Beating the dreaded blight

Few diseases are as deadly as potato blight, which also affects tomatoes. The spores of Phytopthera infestans start to cause trouble in warm, wet spells, when humidity is high. The tomato plant leaves blacken and collapse. Fruits take longer to show symptoms and should be picked even if they’re still green, and taken indoors to ripen.

Once blight strikes there’s nothing you can do other than bin the plants (don’t compost them). But as a preventative measure you can spray plants with  fungicide such as Bayer Fruit & Vegetable Disease Control or Bio Dithane 945 before blight strikes.

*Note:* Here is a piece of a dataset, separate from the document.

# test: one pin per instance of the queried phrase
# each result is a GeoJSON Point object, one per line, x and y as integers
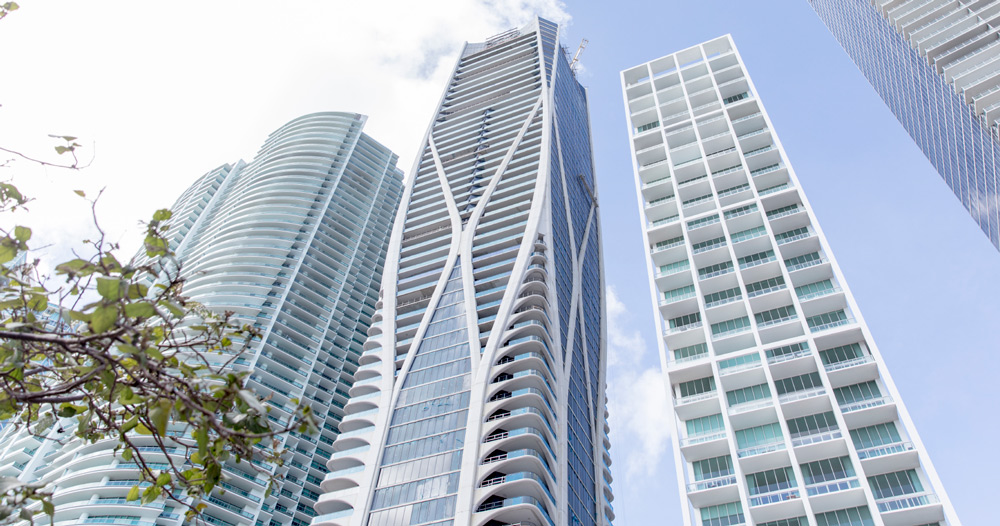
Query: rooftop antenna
{"type": "Point", "coordinates": [576, 57]}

Watch out for tomato moth caterpillar!

It pays to check your plants around August time for pests, I returned home from a few days away to find that my greenhouse toms had been almost defoliated by a pest with a voracious appetite. Crumbly brown chunks of poo on the floor, and on staging, were tell-tale signs that something was seriously amiss. And it didn’t take long to track down the culprit: the tomato moth caterpillar.

tomato moth caterpillar

tomato moth caterpillar

As fruits are already ripening, you don’t want to spray with chemicals, so you need to hand-pick the caterpillars, and cut out damaged foliage (and binning the waste, not composting it, to avoid spreading the beasts around).

You will then need to give your greenhouse a good clean out, but you maybe removing plenty more caterpillars over coming weeks. The babies hide under leaves and in empty plant pots, tending to come out in early evening and at night when temperatures are cooler. So keep checking plants carefully before dusk.